The Moral Quest
The Moral Quest
Sunday, 22 January 2006
Historically it has probably been a mistake to assume that a great concerted push is required in order to raise human behaviour to a moral level; that for men to reach an ideal of compassion and reverence as demanded by the Christian faith for example, great sacrifice and monumental exerting of the will is required. In a certain respect it might be the opposite from that. Instead of working up a righteous fervour for betterment perhaps a dousing of the passions is the thing; perhaps an alleviating of the mind from the strain and stress of lofty goal-orientation would work; perhaps then there would be fertile soil better able to assist that much sought after moral condition.
In this sense what is wanted is not a creating or an advancing or an arriving at, necessarily, but more of an undoing.
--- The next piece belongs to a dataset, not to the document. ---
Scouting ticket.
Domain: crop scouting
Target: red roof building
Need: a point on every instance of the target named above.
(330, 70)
The notion is not so different to what Buddhists say in their advocacy of "extinguishing the flame". The idea is also in Nietzsche's critique of Western culture, its being too high-flown etc.
Yet it is hard to see how the flame can be put out, how the passions can be doused when humans are subject to the ways of the world, cast into nature with its tireless ability to frustrate. It is only evolved society having tamed the ravages of nature and its elemental horrors that could even consider dispensing with these high states of agitation. Only when food, shelter and security have been provided, when relative freedom from base struggle has been achieved, when tried and tested systems of politics, economics and good social intercourse generally have been working well for generations, only then might such societies be able to aspire to a more measured kind of existence.
Only these societies which have learned how to sustain comfort, how to overcome the perpetual damage from the sheer onslaught of the natural elements, might attain a sufficiently relaxed mindset so as not to feel constantly threatened. Otherwise trauma, injury, incapacity, death, psychological damage and the likes always dominate the emotions. Until then the passions are raised in defence. That would include all the competitive practices of the modern age, the need for individualism, capitalism so called, while at the same time a cleaving to kinship more for reasons of protection and security rather than for genuine connection to brotherhood.
Science and intellectual development have been achieved by a sustained effort of will. Not so the moral quest which will fall in naturally with the disappearance of deficiency. It won’t be coming any time soon. It is evolutionary rather than revolutionary.